Who Controls Your Computer? (And How to Make Sure It’s You)

March 7th, 2017

Good luck with that.

My paranoia doesn’t even begin to scratch the surface of this thing. Keep going, keep pushing through, and the next thing you know, you’re falling through fractals of fuckedness that endlessly reveal more fuckedness the deeper you descend.

Via: François-René Rideau:

At least in theory, we therefore know how to build ourselves small paradises of trusted code. Unhappily, we also know that even if you can trust all the source code on the system, you still cannot blindly trust the system — because as Gödel once established, the source code is not and can never be all the code. Your code always relies on semantic foundations to tell what the code means; and even if you manage to formalize these foundations, you’ll find they in turn rely on further meta-foundations, to which there is no end. It’s Turtles All The Way Down.

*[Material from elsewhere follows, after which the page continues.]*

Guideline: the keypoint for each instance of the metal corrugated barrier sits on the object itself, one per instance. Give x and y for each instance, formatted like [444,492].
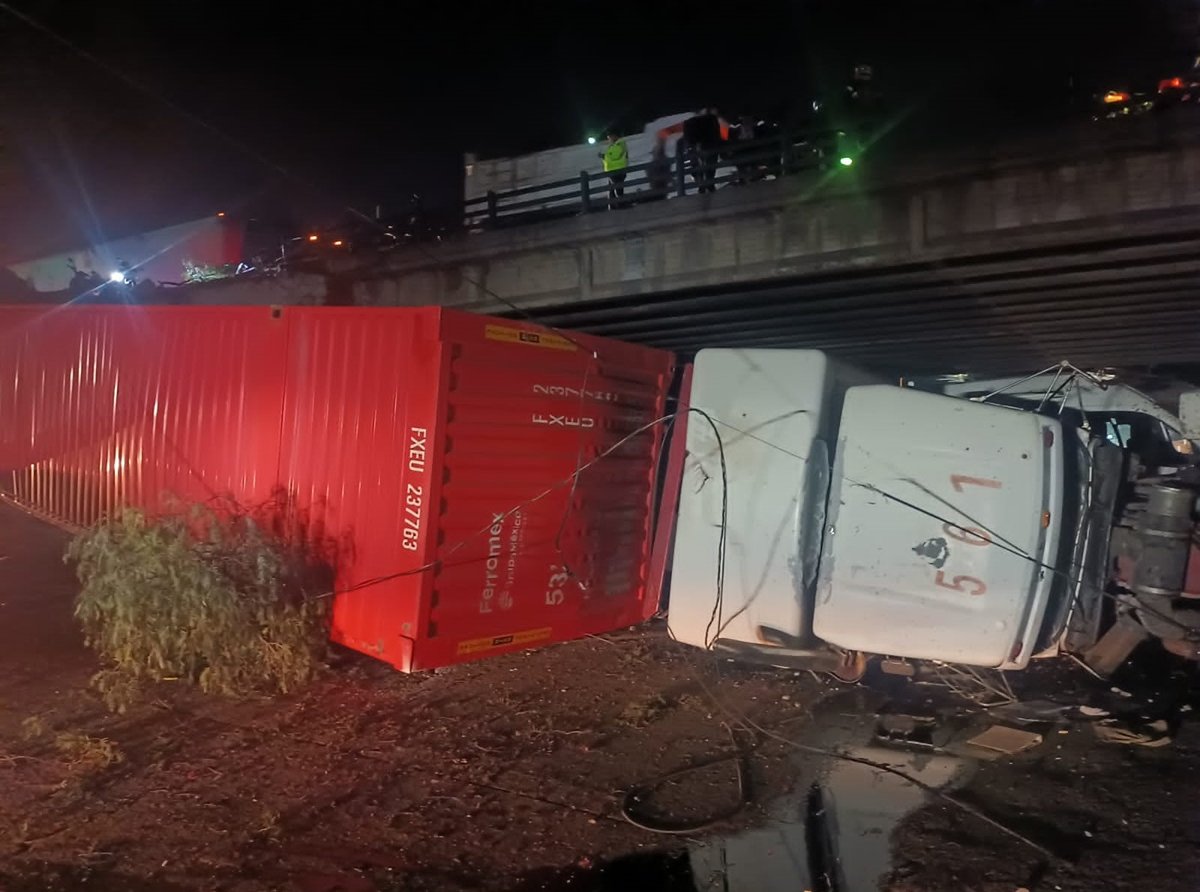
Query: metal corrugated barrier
[1119,303]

Indeed, Ken Thompson, in his Turing Award lecture, Reflections on Trusting Trust, famously demonstrated how, by subverting the compiler, he could introduce a security backdoor in the login program despite its source code being correct; furthermore, the compiler modification that introduced this security backdoor would also reproduce itself when you recompiled the compiler, even when compiling the compiler from unmodified source code. Therefore, after initially bootstrapping this attack, there was no malicious source code left in the system to distinguish a safe system from a subverted system, yet a subverted system would remain backdoored forever (well, until someone manages to subvert the subversion).